When Morals and Market Collude: Fashion's Night Out


On September 10, New York City and thirteen other fashion capitals around the world from the UK to Japan will host "Fashion's Night Out: A Global Celebration of Fashion." In New York City, the event is sponsored by Vogue magazine, the Council for Fashion Designers of America (CFDA), NYC & Company, and the City of New York.

There are a ton of events planned at luxury, mass, and cheap chic retail sites all over the city which will hopefully help to diffuse the crowds a bit. (Anna Wintour and Michael Kors will launch the event from the Macy's in Queens.) To see a full directory of participating retailers, click here. For my part, Opening Ceremony's sidewalk sale, car show, and collab with downtown street food vendors makes it the only place to be.

But a brief digression: does anyone remember Fashion for America?

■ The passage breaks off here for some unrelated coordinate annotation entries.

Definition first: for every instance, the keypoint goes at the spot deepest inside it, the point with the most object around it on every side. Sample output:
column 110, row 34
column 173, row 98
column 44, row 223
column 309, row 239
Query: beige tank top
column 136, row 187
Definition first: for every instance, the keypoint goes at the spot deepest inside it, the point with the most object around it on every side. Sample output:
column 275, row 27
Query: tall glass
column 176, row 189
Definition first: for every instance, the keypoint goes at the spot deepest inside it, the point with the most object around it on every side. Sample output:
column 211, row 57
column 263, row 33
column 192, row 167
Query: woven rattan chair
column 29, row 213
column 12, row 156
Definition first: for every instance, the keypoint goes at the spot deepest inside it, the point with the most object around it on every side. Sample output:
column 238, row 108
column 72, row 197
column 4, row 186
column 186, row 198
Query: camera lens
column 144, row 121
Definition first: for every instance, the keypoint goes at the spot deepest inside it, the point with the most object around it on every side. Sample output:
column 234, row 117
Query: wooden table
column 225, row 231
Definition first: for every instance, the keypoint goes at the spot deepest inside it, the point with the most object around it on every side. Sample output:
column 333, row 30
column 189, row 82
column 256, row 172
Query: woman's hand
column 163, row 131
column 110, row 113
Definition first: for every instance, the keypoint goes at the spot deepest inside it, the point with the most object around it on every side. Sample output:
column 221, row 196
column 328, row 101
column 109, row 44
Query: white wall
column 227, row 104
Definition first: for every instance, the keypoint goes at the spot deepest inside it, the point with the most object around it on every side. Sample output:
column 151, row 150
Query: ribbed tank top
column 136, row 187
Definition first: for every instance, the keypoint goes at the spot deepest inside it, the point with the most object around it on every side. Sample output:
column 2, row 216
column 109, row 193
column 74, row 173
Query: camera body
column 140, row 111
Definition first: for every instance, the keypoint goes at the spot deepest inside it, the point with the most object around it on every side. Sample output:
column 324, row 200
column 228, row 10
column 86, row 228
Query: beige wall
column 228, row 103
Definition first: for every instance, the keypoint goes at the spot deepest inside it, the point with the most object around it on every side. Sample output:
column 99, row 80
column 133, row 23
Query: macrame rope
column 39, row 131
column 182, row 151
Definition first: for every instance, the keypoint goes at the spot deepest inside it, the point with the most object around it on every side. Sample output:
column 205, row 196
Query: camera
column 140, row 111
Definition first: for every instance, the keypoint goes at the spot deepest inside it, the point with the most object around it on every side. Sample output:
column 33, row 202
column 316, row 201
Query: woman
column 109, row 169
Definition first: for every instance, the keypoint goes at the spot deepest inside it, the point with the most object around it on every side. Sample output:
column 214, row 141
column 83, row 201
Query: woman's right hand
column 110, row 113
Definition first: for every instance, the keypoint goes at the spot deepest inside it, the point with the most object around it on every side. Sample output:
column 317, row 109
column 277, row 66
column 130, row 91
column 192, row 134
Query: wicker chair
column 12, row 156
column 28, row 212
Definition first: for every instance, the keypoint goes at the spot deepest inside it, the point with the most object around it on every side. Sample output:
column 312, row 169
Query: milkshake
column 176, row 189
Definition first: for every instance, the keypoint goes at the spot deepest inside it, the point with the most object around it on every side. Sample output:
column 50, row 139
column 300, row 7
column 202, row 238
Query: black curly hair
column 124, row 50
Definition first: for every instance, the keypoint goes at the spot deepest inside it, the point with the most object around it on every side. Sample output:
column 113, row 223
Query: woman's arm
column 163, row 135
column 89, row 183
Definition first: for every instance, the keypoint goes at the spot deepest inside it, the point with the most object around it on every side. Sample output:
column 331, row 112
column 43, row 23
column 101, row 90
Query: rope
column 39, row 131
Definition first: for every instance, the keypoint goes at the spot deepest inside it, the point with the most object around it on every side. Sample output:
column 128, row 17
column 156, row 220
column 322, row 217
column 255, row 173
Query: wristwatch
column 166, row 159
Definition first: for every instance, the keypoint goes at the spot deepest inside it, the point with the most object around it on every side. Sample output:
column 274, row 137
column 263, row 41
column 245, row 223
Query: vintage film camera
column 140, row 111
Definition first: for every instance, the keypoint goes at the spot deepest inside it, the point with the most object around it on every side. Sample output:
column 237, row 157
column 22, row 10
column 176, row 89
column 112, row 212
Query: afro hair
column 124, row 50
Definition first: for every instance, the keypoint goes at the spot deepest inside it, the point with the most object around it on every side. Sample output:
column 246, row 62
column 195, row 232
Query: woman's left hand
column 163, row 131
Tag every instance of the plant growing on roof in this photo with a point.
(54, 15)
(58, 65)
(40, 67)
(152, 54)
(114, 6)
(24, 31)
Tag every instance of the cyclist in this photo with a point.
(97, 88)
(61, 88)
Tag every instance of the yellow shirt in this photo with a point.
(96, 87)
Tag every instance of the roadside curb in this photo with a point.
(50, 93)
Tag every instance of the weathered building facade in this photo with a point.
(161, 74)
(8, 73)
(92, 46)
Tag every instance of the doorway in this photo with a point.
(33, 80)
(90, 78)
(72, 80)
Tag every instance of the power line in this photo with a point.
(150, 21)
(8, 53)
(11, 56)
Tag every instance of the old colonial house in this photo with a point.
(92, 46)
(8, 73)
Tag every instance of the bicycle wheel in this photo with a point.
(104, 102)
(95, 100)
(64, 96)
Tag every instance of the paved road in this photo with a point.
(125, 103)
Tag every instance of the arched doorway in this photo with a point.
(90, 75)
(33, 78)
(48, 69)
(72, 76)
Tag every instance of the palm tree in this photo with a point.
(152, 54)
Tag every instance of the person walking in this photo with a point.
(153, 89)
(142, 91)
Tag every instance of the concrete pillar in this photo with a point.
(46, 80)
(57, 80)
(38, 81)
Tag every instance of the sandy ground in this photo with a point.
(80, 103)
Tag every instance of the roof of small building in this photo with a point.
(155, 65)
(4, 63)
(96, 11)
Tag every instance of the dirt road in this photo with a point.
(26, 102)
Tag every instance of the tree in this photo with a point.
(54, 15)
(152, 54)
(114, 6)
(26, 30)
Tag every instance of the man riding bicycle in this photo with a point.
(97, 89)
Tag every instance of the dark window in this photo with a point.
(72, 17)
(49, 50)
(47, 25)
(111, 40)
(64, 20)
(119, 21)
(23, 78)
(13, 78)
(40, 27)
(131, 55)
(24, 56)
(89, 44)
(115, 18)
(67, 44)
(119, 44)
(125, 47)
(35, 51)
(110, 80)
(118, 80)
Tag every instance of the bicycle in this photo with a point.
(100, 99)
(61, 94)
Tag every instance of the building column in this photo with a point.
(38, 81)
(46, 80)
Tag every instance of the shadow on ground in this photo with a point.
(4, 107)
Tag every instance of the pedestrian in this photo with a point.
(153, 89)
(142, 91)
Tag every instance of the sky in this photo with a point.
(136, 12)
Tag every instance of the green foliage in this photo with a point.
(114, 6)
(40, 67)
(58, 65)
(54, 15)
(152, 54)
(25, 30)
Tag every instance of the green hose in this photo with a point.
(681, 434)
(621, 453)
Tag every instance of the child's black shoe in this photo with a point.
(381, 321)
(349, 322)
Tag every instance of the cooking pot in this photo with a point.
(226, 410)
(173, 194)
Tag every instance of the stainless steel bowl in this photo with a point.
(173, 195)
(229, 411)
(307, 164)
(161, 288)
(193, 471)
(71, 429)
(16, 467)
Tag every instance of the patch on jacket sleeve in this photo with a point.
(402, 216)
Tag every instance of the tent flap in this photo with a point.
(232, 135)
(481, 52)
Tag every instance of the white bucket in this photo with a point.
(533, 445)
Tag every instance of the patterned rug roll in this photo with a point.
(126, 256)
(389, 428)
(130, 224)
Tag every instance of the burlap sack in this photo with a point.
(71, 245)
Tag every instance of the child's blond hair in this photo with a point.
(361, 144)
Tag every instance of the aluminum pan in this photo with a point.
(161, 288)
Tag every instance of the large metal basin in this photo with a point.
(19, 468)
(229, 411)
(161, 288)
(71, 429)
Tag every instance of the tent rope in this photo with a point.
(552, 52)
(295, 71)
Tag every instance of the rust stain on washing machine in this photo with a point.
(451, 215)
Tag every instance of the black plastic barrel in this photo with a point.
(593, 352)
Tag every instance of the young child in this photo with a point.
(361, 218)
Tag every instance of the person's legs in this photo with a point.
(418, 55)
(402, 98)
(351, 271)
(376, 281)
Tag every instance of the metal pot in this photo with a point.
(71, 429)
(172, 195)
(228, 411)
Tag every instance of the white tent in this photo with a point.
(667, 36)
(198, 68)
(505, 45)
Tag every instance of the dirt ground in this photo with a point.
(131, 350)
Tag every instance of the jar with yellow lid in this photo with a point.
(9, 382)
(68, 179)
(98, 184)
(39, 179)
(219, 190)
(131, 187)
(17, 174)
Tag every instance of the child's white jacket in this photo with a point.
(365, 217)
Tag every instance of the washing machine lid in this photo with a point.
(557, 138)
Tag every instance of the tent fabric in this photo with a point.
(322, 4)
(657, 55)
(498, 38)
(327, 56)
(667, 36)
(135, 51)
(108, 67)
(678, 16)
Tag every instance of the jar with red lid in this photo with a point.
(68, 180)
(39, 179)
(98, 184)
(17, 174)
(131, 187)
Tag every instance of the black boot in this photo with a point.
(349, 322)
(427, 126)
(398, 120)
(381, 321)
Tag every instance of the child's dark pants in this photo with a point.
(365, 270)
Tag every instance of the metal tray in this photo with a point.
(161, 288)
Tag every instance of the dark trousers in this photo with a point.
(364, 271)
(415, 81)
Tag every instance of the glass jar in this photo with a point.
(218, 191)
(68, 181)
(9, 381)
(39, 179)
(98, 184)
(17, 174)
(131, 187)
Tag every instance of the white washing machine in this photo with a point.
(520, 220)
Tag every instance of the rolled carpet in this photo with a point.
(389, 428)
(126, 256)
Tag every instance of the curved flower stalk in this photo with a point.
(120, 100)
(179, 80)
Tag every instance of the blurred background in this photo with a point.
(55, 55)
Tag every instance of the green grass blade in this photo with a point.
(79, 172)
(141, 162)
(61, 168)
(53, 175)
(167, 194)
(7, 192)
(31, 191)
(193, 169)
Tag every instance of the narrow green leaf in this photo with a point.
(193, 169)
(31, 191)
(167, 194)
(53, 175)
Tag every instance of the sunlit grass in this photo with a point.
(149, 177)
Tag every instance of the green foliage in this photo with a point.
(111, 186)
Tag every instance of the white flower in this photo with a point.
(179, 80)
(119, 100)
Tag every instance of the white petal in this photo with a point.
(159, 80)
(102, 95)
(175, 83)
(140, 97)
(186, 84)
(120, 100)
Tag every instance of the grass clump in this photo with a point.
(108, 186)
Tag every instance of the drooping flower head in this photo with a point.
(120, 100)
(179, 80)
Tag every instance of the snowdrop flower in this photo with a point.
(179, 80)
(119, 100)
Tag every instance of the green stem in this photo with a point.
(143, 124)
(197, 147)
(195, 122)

The consumerism campaign that Vogue and CFDA launched (with great support from then-Mayor Rudy Giuliani) in the immediate aftermath of 9/11? Fashion's Night Out - its press kit, its press photos, and philanthropic goals -- recalls Fashion for America.

Like Fashion for America, the goals of Fashion's Night Out are to "promote retail and restore confidence" and like Fashion for America, there are limited edition logo T-shirts (suggested retail: $30). What's especially interesting to me is that both operate through an ethics of fashion consumerism that intertwines market and moral economies. Consumerism histories are full of examples of economic constructions of morality but most served to constrain spending and to advocate for sober consumerism while these fashion consumerism campaigns articulate shopping as both an economic and universal moral good.

In the Fashion for America campaigns, Americans were urged to "shop to show [their] support" for America, for the thousands of lives lost in the multi-pronged terrorist attacks, and for a declining economy. Fashion's Night Out elicits fashion consumerism as a hedge against a recessionary tidal wave of unemployment. In Vera Wang's words, "if people don't shop, people lose their jobs." Who wouldn't want to support America against terrorism? Who wouldn't want to help save jobs?

The ways in which fashion consumerism campaigns operate as a technology of power that produces and manages neoliberal subejcts whose consumerist practices are driven by a belief that expanding the economy through spending will lead to the expansion of rights, of jobs, of the good life, etc. is what I've been thinking and writing about for the past couple of months. Now, I'll have to add something about Fashion's Night Out - maybe just a footnote though.